With 4 different stages to choose from along with a sort of hub level you visit in between missions, there does seem to be a slight lack of content. Accompanying you on your journey is Roberto (Rob for short), an AI who assists in pointing you in the right direction on each mission along with explaining the results of any specific scan you may have performed. During the hub levels you are greeted with a video from a scientist explaining the current global situation. It feels a bit odd to have an FMV supplanted over the digital world around you, especially given the ‘B’ level acting present. The videos do the job but seems more a like a last minute add-on than a fully fleshed out idea. The levels differentiate themselves enough though they do start to blend together as the game progresses with only the different animals providing any real difference.
Visually this game is both great and deplorable. The ocean depths look great at first glance and while the animals aren’t photorealistic, get close enough and they still look pretty darn fine. Besides the fauna though is a distinct lack of flora. Levels are devoid of any other life besides the animals you have to investigate, excluding the teleporting fish which don’t swim naturally but rather jerk forward as if transporting a foot ahead of themselves…it looks awful. Your different scanners also offer views inside these prehistoric monsters, but some scans are not universal. The animals all look really good and the fog used for the ocean makes the ocean look real.
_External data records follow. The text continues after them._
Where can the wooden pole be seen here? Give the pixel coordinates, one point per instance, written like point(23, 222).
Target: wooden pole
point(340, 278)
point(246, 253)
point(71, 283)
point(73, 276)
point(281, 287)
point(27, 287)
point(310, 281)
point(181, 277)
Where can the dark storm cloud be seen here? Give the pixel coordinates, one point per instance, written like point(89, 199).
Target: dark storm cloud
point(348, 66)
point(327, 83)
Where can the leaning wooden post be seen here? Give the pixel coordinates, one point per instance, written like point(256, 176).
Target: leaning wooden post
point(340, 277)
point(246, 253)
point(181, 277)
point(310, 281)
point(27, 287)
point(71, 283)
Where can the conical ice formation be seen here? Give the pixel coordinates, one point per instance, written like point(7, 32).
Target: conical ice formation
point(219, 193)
The surface as well looks pretty nice and while not as detailed as Ocean Descent, the full freedom of movement makes up for that.
Distance is this games major visual flaw. While objects close to you are nicely detailed. Anything far away become a pixelated mess. This is less noticeable in the water missions than the hub. I have never seen a game ignore aliasing as much as this one does. Everything not your ship is a blob of pixels and sharp edges until you drive right up to it. The video feeds as well don’t look much better. It could be the shortcomings of porting from Vive to PSVR and maybe playing on a PS Pro remedies this somewhat(untested), but until you see it, it’s hard to believe just how bad some aspects of this game can look.
The audio is okay. While Rob, your companion, delivers monotone lines about creatures and the plot of the game after every mission he also kept telling me to take a break. This may be Minority Inc’s cute way of advising VR breaks, but even the first time Rob made the suggestion annoyed me. I mentioned the ‘B’ movie acting already right? It pushes the plot along, but it’s nothing exciting in any way. The surrounding audio sounded muted to me (with headphones) and while different animals make a variety of noises it all just felt muted and a little quiet. Nothing game breaking here just minor annoyances.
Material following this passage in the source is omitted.